Add the chickpeas to the frying pan.
Add the sauce to the frying pan. Fry for another few minutes or until the sauce has reached your desired consistency. The longer it fries, the thicker it’ll be.
Link to printer version.
Make it saucier: The sauce to ingredient ratio outlined above results in a light coating of sauce. If you’d like more sauce, then I suggest you use 1 less vegetable, or double the sauce, or add chopped tomato instead of carrot.
Meal prep this! I like making a triple — or even quadruple — batch of the sauce, without the cornstarch.
So, this means I mix together 9 tbsp of ketchup, 15 tbsp of sugar, and 9 tbsp of lemon juice and put it in a jar.
Then when I want to cook mid week, I fry up my vegetables and protein (usually tofu) then add the sauce, and a corn starch slurry (water and corn starch) bit by bit until the sauce has reached a sticky consistency.
Add more protein: Double the amount of tofu, or chickpeas. This could go well with tempeh, too. If you’re open to a less sauce-y dish, then by all means add as much protein as you’d like.
Use mock meat: You could use the sauce and vegetables with a vegan meat of sorts to mimic this in its original form: sweet and sour pork.

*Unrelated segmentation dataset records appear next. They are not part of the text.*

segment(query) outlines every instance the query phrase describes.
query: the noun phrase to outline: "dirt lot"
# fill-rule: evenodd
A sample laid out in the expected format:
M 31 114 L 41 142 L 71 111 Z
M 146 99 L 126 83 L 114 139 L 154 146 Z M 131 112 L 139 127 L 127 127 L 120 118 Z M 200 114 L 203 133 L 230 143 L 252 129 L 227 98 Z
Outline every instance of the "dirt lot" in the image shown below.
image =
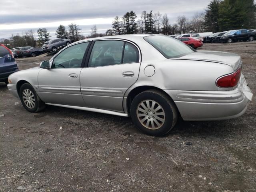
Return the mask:
M 240 55 L 256 95 L 256 48 L 254 41 L 198 50 Z M 48 58 L 17 61 L 23 70 Z M 0 97 L 0 178 L 20 175 L 0 180 L 0 191 L 256 191 L 254 96 L 241 117 L 180 120 L 162 137 L 127 118 L 51 106 L 30 113 L 1 83 Z

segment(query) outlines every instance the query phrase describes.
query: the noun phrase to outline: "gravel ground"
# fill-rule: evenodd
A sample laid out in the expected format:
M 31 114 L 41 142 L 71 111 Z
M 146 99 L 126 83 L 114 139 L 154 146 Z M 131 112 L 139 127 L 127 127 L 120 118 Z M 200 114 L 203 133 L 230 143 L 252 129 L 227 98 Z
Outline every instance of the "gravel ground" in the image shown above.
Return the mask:
M 198 50 L 240 55 L 256 95 L 255 48 L 256 41 Z M 49 58 L 16 60 L 23 70 Z M 0 98 L 0 191 L 256 191 L 254 96 L 241 117 L 180 120 L 162 137 L 144 134 L 128 118 L 52 106 L 29 113 L 2 83 Z

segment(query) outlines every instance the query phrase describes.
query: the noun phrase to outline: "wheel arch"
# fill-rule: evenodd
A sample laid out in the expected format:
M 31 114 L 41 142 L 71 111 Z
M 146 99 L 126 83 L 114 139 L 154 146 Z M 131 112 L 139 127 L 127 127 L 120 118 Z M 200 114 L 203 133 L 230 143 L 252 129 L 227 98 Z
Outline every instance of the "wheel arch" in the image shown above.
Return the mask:
M 16 89 L 18 95 L 20 95 L 20 87 L 22 85 L 25 83 L 29 83 L 29 82 L 25 80 L 20 80 L 17 82 L 17 84 L 16 84 Z M 30 83 L 29 84 L 30 84 Z
M 132 100 L 133 100 L 134 98 L 142 92 L 146 91 L 147 90 L 150 90 L 152 89 L 157 90 L 160 91 L 164 94 L 165 94 L 168 98 L 169 98 L 171 101 L 172 101 L 176 106 L 176 108 L 177 109 L 177 111 L 178 112 L 179 115 L 180 116 L 180 112 L 179 111 L 175 103 L 174 102 L 174 101 L 171 97 L 171 96 L 168 94 L 167 94 L 167 93 L 164 91 L 162 89 L 153 86 L 142 85 L 133 88 L 128 93 L 126 101 L 125 101 L 125 102 L 124 104 L 124 105 L 125 105 L 124 106 L 124 107 L 125 107 L 126 108 L 124 109 L 125 111 L 126 110 L 126 110 L 127 111 L 126 112 L 128 114 L 130 114 L 130 112 L 131 104 L 132 104 Z

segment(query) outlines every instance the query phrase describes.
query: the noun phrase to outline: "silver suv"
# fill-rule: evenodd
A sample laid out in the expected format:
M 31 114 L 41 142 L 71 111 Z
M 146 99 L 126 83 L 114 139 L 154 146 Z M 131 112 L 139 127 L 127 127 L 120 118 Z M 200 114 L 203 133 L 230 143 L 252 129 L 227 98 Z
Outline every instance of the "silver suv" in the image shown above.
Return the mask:
M 44 51 L 55 52 L 58 48 L 69 45 L 70 42 L 69 39 L 54 39 L 45 42 L 42 48 Z

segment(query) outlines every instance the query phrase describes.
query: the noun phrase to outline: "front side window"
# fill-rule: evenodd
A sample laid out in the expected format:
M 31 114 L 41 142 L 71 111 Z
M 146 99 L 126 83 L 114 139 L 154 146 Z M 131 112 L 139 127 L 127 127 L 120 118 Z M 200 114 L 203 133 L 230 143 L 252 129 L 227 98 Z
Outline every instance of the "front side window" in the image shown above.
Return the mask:
M 196 51 L 180 41 L 168 36 L 150 35 L 144 38 L 167 58 L 180 57 Z
M 76 44 L 64 49 L 54 58 L 52 68 L 78 68 L 90 42 Z

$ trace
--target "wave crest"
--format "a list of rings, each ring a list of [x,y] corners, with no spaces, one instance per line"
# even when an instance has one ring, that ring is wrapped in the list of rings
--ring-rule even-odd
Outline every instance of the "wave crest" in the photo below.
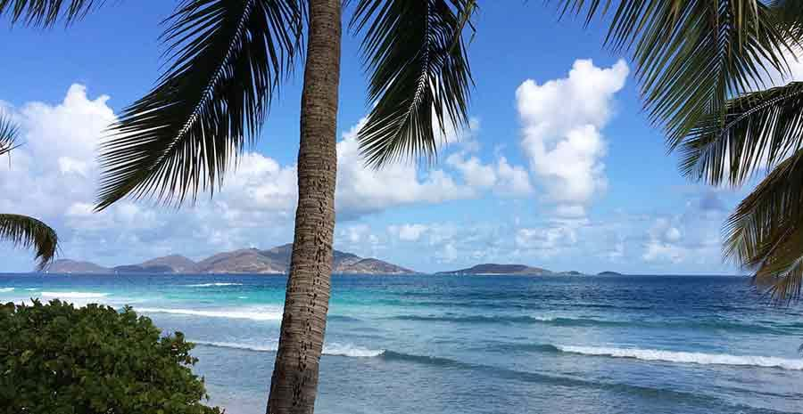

Sweet and sour cauliflower: Do everything the same, except instead of using tofu and chickpeas, you can use breaded cauliflower to really make it a meat substitute.
Serve with rice, noodles, salad, or eat as is.
Carrot: Instead of the carrot shown in this version of the recipe, try using a tomato. It helps make the dish saucier.
Tofu/chickpeas: As mentioned above, you could use tempeh or cauliflower. Or just use tofu, or just use chickpeas.
(White) onion: Red onion.
Vegetables: Substitute any of the vegetables with the following:
Broccoli
Green beans
Snow peas
Zucchini
White sugar: Any sugar should work in general, but white sugar is best.
Ketchup: You could use tomato paste, but I recommend sticking to ketchup.
Lemon juice: Sub white wine or lime juice.